Selon le parquet national financier (PNF), les deux dirigeants auraient scellé un “pacte de corruption” en concluant un contrat d’image en février 2017 aux termes duquel M. Laporte a perçu 180.000 euros pour des prestations jamais réalisées.
Une série d’arbitrages favorables de Laporte pour Altrad
Lié par ce “péché originel”, selon l’expression du PNF, M. Laporte aurait rendu une série d’arbitrages favorables à M. Altrad : l’octroi du sponsoring maillot des Bleus en 2017-2018, une intervention pour réduire une sanction disciplinaire frappant Montpellier ou l’annulation d’un report de matches auquel l’entrepreneur était notoirement opposé.
Contre ces “atteintes à la probité”, l’accusation a requis mardi un an de prison ferme contre les deux hommes en réclamant l’interdiction, pendant deux ans, pour M. Laporte d’exercer toute fonction dans le rugby et pour M. Altrad de diriger une société commerciale. Des peines de prison ferme ont été aussi requises contre les trois autres prévenus jugés depuis le 7 septembre dans ce procès scruté à un an du Mondial en France.
Selon Me Vey, ce dossier “ne tient pas” parce qu’il repose sur un “fantasme de pacte corruptif”, nourri par des “préjugés sur la moralité” des deux principaux prévenus. “On dit que M. Laporte, parce qu’il serait corrompu, veut vendre quelque chose à Altrad, mais on ne sait pas quoi”, affirme l’avocat.

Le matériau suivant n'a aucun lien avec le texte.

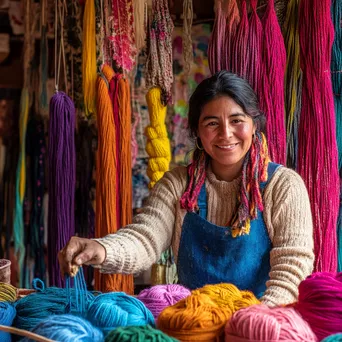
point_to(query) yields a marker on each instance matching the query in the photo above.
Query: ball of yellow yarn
(195, 318)
(228, 295)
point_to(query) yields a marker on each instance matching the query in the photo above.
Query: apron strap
(202, 202)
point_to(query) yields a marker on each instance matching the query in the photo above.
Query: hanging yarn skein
(62, 173)
(7, 315)
(158, 297)
(107, 177)
(293, 77)
(318, 162)
(232, 14)
(274, 64)
(195, 318)
(158, 145)
(138, 334)
(66, 328)
(89, 58)
(216, 41)
(261, 323)
(116, 309)
(239, 55)
(320, 303)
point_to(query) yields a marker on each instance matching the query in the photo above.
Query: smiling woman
(231, 216)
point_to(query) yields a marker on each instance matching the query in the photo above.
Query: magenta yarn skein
(158, 297)
(320, 303)
(261, 323)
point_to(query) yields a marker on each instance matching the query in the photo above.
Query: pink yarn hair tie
(320, 303)
(158, 297)
(259, 323)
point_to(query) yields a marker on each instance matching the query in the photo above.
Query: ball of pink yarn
(320, 303)
(261, 323)
(158, 297)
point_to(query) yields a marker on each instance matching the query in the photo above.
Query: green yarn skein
(138, 334)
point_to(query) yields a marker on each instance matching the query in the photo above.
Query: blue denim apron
(208, 254)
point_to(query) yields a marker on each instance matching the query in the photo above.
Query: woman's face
(226, 133)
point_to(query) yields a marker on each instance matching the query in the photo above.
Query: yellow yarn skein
(158, 144)
(228, 295)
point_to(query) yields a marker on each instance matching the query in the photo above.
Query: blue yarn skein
(66, 328)
(49, 301)
(117, 309)
(333, 338)
(7, 314)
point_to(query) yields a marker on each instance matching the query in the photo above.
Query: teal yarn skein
(66, 328)
(138, 334)
(7, 314)
(49, 301)
(117, 309)
(333, 338)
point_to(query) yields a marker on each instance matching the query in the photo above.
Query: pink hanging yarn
(158, 297)
(317, 149)
(320, 303)
(260, 323)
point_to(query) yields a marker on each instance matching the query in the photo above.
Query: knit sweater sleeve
(137, 246)
(288, 218)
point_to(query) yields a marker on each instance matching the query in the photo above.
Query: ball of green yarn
(138, 334)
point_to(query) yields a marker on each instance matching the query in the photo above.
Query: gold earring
(197, 145)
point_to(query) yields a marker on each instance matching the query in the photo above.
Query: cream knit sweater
(287, 216)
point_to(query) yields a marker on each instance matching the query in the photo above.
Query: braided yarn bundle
(261, 323)
(111, 310)
(8, 293)
(62, 176)
(317, 149)
(138, 334)
(228, 295)
(320, 303)
(333, 338)
(158, 297)
(158, 144)
(195, 318)
(66, 328)
(7, 314)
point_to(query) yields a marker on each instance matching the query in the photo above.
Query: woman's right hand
(79, 251)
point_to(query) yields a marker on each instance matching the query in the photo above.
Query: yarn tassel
(106, 179)
(158, 144)
(317, 151)
(336, 77)
(62, 174)
(293, 78)
(89, 59)
(274, 68)
(233, 18)
(18, 231)
(216, 42)
(239, 53)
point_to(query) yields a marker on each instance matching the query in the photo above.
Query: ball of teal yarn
(116, 309)
(67, 328)
(44, 303)
(333, 338)
(7, 314)
(138, 334)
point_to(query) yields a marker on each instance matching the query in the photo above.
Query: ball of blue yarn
(333, 338)
(44, 303)
(116, 309)
(66, 328)
(7, 314)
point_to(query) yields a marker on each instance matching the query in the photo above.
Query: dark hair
(224, 83)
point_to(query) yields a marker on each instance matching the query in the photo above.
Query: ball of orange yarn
(225, 294)
(261, 323)
(195, 318)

Des interventions “pas anticipables” selon la défense
Me Colin creuse le même sillon: le contrat de 2017 ne saurait être un pacte corruptif parce que la rémunération n’a “rien d’inhabituel” pour un dirigeant comme M. Laporte mais aussi parce qu’il est “tout le contraire d’un acte secret” : il est conclu entre deux sociétés et inscrit dans leurs comptes. “En matière de dissimulation, on aurait pu faire mieux”, ironise l’avocate.
Certes, reconnaissent leurs conseils, les deux dirigeants auraient pu percevoir le risque de conflits d’intérêts mais cela ne suffit pas à caractériser une “corruption”. Selon Me Vey, il manque, pour cela, un élément fondamental: les preuves. “Il n’y a pas de SMS, pas de mails, pas d’appels” qui matérialiseraient cette corruption.

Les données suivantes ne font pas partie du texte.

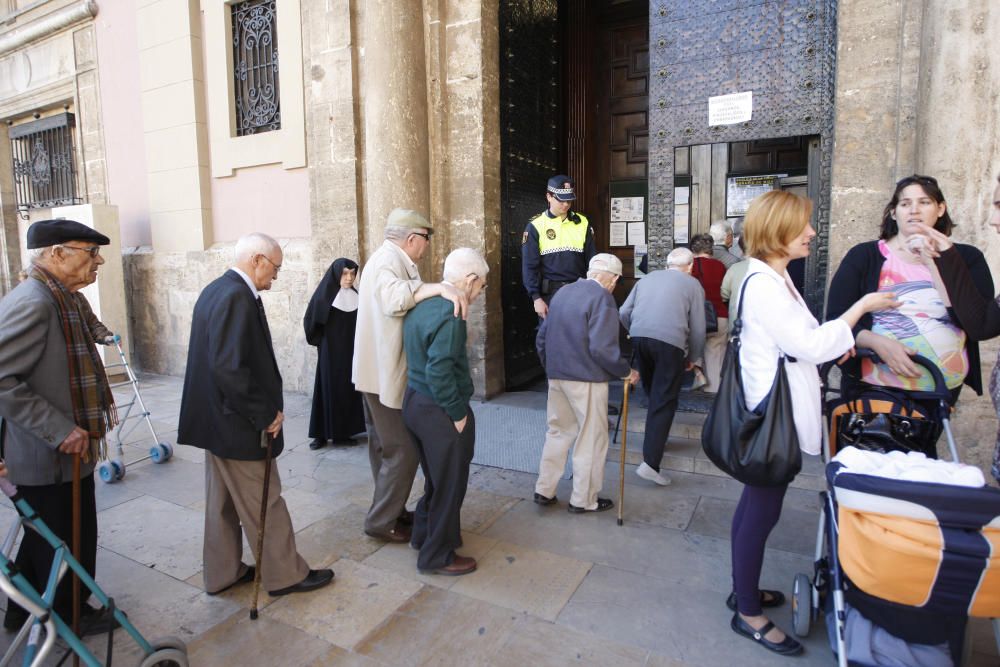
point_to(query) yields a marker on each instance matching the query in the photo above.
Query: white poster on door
(627, 209)
(730, 109)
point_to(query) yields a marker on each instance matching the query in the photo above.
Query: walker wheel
(165, 657)
(802, 605)
(106, 471)
(161, 452)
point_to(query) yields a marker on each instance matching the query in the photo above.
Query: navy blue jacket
(232, 387)
(578, 340)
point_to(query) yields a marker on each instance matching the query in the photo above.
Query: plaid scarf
(93, 405)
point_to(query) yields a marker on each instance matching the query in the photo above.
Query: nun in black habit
(330, 319)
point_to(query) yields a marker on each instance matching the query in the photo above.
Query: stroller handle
(940, 391)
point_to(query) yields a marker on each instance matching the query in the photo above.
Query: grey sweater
(578, 340)
(668, 305)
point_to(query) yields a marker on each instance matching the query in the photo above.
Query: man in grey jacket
(578, 346)
(55, 402)
(665, 316)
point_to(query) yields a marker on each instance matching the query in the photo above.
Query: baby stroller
(44, 624)
(914, 558)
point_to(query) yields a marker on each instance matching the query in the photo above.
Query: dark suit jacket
(232, 387)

Sa consœur enfonce le clou en notant que “la moitié des interventions” reprochées à M. Laporte n’étaient “pas anticipables” en février 2017 au moment de la signature du supposé pacte de corruption, que ce soit l’affaire du report des matches (mars 2017) ou des sanctions contre Montpellier (juin 2017).

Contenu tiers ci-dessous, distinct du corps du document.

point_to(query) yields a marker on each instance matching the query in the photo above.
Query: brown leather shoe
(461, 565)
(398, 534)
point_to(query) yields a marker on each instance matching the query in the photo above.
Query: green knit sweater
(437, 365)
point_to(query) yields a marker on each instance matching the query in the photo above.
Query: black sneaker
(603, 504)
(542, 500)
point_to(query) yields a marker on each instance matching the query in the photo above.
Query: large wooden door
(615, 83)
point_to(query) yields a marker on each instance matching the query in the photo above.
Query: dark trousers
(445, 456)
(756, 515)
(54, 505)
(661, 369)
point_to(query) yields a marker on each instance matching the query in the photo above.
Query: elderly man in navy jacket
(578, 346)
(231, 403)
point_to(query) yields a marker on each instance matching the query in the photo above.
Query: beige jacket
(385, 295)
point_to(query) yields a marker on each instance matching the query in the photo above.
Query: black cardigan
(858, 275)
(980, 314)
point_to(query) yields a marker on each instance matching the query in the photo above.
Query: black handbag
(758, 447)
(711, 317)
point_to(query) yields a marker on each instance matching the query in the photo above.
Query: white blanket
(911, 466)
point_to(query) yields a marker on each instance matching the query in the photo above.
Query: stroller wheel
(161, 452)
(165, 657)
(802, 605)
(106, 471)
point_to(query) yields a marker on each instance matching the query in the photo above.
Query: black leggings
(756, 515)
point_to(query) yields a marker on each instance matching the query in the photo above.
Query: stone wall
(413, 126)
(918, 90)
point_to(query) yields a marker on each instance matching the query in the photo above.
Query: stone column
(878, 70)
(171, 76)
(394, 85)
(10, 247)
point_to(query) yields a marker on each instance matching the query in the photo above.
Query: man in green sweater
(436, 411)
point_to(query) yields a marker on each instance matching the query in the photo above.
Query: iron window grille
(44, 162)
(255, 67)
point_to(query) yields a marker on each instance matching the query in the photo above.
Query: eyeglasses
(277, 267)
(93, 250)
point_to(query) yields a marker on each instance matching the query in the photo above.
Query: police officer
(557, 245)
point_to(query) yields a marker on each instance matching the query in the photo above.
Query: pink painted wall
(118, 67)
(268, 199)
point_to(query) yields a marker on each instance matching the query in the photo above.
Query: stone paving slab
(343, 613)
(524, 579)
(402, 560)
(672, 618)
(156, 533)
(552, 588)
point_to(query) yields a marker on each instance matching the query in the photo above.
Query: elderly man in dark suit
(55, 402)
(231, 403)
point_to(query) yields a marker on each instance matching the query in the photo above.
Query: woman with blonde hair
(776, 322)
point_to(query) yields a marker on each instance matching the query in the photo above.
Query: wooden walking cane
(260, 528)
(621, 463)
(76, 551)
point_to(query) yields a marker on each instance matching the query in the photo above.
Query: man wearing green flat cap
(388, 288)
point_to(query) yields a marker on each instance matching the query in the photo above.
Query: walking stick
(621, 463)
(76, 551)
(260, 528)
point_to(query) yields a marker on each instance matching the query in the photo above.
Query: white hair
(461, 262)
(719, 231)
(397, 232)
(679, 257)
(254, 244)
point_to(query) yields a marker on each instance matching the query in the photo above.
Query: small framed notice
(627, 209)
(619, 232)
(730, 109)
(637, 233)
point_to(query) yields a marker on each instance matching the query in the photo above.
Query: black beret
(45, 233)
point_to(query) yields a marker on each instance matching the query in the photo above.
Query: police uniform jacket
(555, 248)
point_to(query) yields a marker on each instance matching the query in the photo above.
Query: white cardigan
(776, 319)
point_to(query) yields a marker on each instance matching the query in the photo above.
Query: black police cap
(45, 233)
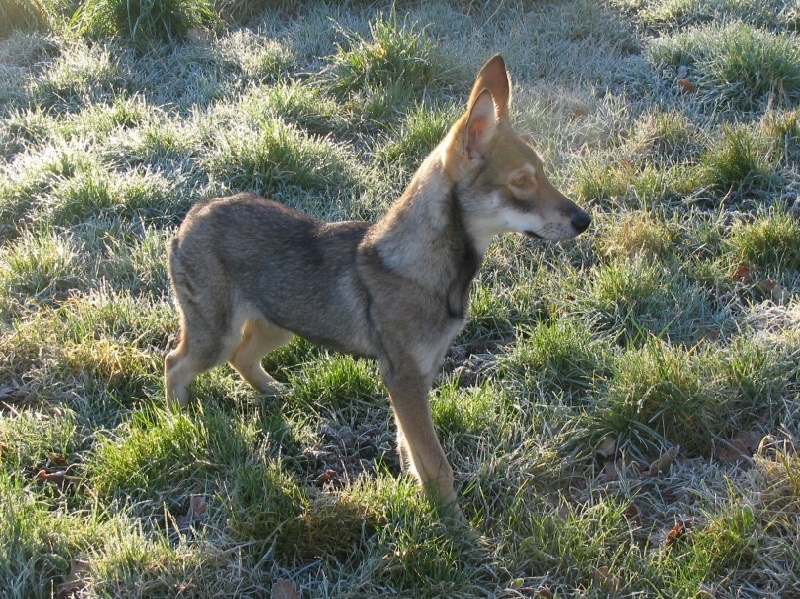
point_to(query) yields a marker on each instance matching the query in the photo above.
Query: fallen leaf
(744, 274)
(285, 589)
(197, 512)
(59, 477)
(705, 592)
(196, 34)
(326, 477)
(777, 293)
(73, 582)
(631, 513)
(610, 472)
(678, 532)
(664, 461)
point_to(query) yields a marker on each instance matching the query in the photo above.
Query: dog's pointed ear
(480, 126)
(494, 78)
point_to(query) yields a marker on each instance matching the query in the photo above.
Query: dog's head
(499, 177)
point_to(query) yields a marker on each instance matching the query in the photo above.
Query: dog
(248, 273)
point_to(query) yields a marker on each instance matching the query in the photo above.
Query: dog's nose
(581, 221)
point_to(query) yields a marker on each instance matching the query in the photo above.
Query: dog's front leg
(421, 454)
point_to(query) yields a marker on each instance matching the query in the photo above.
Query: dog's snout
(581, 220)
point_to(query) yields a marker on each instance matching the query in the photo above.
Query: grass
(672, 322)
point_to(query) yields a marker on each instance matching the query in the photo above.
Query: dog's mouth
(532, 235)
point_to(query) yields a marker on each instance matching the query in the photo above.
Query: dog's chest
(430, 350)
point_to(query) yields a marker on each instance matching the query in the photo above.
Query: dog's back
(258, 257)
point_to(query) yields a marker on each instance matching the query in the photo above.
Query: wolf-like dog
(248, 273)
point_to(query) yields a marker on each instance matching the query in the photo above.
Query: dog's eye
(519, 180)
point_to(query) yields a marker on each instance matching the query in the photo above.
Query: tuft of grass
(277, 158)
(737, 65)
(742, 162)
(81, 77)
(639, 233)
(335, 382)
(145, 23)
(661, 395)
(558, 358)
(22, 15)
(632, 298)
(422, 129)
(41, 266)
(679, 14)
(254, 58)
(398, 57)
(771, 243)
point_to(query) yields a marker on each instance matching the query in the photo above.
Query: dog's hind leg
(259, 337)
(201, 348)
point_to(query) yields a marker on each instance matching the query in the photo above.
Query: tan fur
(248, 273)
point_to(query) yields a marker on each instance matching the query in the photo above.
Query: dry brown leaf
(744, 274)
(664, 461)
(677, 532)
(285, 589)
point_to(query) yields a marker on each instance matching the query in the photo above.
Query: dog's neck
(423, 236)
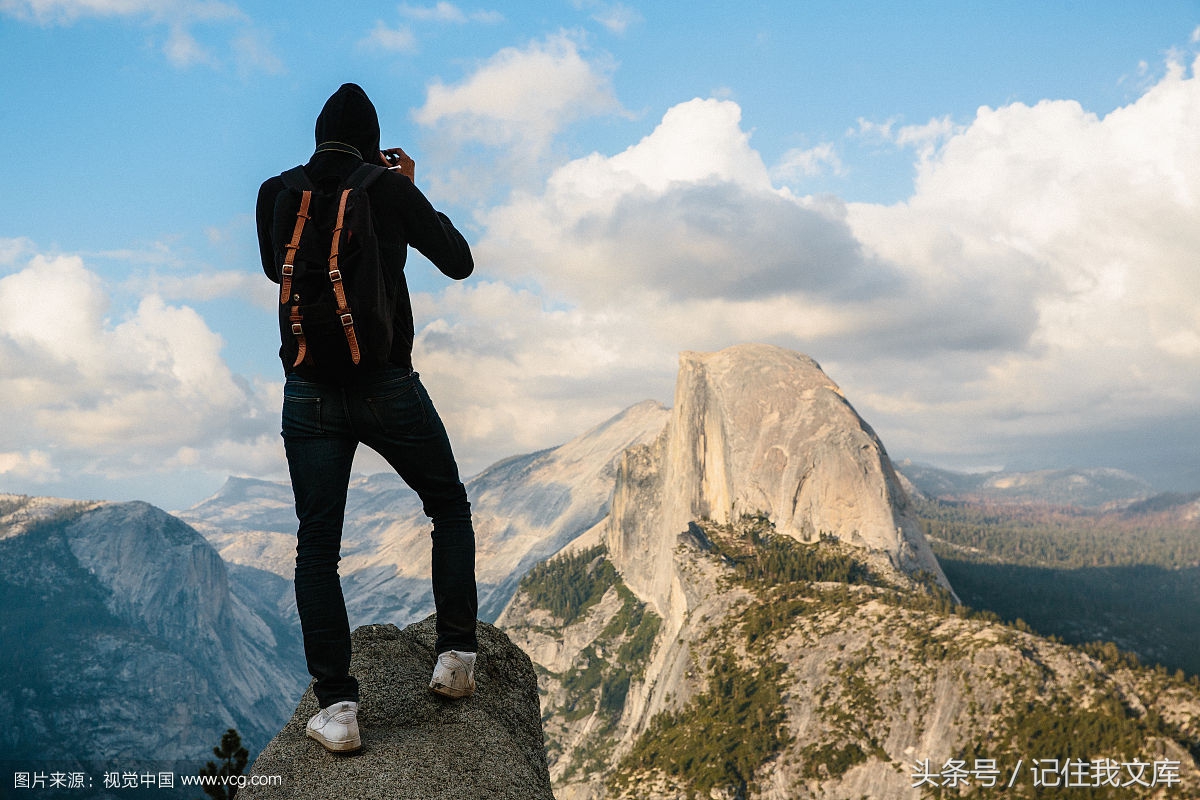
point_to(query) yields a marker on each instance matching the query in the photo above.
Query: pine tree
(233, 764)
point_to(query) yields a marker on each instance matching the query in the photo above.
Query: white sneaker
(454, 675)
(336, 727)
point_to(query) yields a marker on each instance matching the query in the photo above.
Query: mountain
(525, 509)
(125, 637)
(802, 673)
(761, 615)
(757, 429)
(1085, 488)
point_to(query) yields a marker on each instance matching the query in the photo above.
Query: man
(327, 413)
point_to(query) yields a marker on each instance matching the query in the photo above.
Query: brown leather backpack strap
(289, 253)
(335, 278)
(297, 320)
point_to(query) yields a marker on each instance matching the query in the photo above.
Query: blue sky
(978, 217)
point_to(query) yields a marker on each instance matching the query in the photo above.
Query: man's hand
(396, 160)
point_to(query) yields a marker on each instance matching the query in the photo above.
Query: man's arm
(425, 228)
(264, 218)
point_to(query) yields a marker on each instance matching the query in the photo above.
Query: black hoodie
(347, 134)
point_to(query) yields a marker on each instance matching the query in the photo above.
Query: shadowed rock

“On voit bien qu’il y a une désorganisation à la FFR”
S’agissant des conditions sinueuses dans lesquelles le sponsoring maillot du XV de France a été cédé, contre 6,8 millions d’euros, au groupe Altrad en octobre 2017, Me Vey plaide la maladresse. “On voit bien qu’il y a une désorganisation à la FFR mais est-ce anormal? C’est la première fois qu’ils vendent un maillot”, soutient-il.
Le PNF n’aurait toutefois rien pris de tout ça en compte, trop occupé “à non seulement dénaturer les éléments au dossier mais aussi à dissimuler sciemment les éléments à décharge”, accuse Me Colin.
C’est aussi l’avis de la défense de Claude Atcher, suspendu de son poste de monsieur Mondial-2023 et poursuivi pour avoir perçu des fonds supposément indus de la fédération. Pendant l’enquête, “l’ouverture au contradictoire a été de pure façade”, estime Me Céline Lasek, s’étonnant du flou persistant autour du préjudice pour la FFR. “On aurait presque envie de sourire mais ce n’est pas drôle”, a-t-elle grincé. Fin des débats dans la soirée. Le verdict du procès sera rendu le 13 décembre.